Das Frankenstein-Projekt (German Edition)
Manche kamen einfach besser ohne zurecht. »Mein Fehler. Tut mir leid. Ich war irrigerweise davon ausgegangen, der Verstorbene sei der Gatte von Frau Bertram gewesen.«
»Was reden Sie denn da für einen Unsinn, junger Mann? Selbstverständlich ist der Verstorbene der Gatte von Frau Bertram gewesen. Sind Sie wirklich ganz sicher, dass es nur Migräne ist?«
Renfield ließ sich nicht beirren. »Aber haben Sie nicht eben noch behauptet, Sie sei nicht seine Frau gewesen?«
»Das habe ich nicht.«
»Doch, das haben Sie.«
»Nein, das habe ich nicht!«
»Das haben Sie doch.«
Ein erneutes Schnippen gegen Renfields Ohr brachte dieses aufschlussreiche Gespräch zu einem abrupten Ende.

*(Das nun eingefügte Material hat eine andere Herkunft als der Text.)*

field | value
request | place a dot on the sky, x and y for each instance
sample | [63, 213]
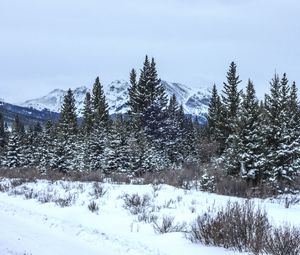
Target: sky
[65, 44]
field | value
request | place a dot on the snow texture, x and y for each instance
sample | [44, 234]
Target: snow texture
[195, 102]
[29, 226]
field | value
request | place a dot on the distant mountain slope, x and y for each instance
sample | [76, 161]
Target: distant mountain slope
[195, 102]
[27, 115]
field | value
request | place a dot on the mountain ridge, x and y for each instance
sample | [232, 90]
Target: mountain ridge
[195, 101]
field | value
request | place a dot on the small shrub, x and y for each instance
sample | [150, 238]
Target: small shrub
[93, 207]
[65, 202]
[283, 240]
[147, 217]
[167, 225]
[241, 227]
[45, 198]
[98, 190]
[292, 200]
[135, 203]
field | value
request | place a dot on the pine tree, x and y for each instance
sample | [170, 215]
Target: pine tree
[47, 161]
[230, 102]
[214, 115]
[14, 154]
[245, 144]
[2, 133]
[87, 122]
[100, 106]
[173, 134]
[65, 149]
[118, 152]
[68, 118]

»Ganz offensichtlich hat Ihnen Ihr verfluchter Informant die falsche Adresse gegeben«, zischte Rains neben ihm. »Finden Sie die richtige heraus. Und wenn Sie das wieder verbocken, Renfield, schlitze ich Sie auf und ziehe Ihnen eigenhändig das Fell über die Ohren.«
Plötzlich ging Renfield ein Licht auf. »Soll das etwa heißen, die Frau des Verstorbenen ist gar nicht Margret Bertram?«
»Natürlich nicht«, sagte Herr Wendelstein fast ein bisschen pikiert. »Ihr Name ist Eugenie.«
»Nicht auszudenken«, meinte Renfield geistesgegenwärtig. »Dann hätte ich ja um ein Haar den falschen Verstorbenen abgeholt. Kann man sich das vorstellen? Sie wissen nicht zufällig, wo diese andere Dame wohnt? Frau Margret Bertram, meine ich. Ihr Mann soll ja heute noch unter die Erde und ich möchte sie ungern enttäuschen.«
»Warten Sie, ich will mal nachsehen.« Der alte Herr verschwand im Nebenraum und kehrte nach einiger Zeit mit dem Telefonbuch zurück. Er legte es auf eine antike schwarze Truhe mit dunklen Eisenbeschlägen, schlug es an einer Stelle auf und blätterte einige Seiten um. Sein Zeigefinger fuhr die Reihen mit dem Buchstaben B entlang, bis er fündig wurde.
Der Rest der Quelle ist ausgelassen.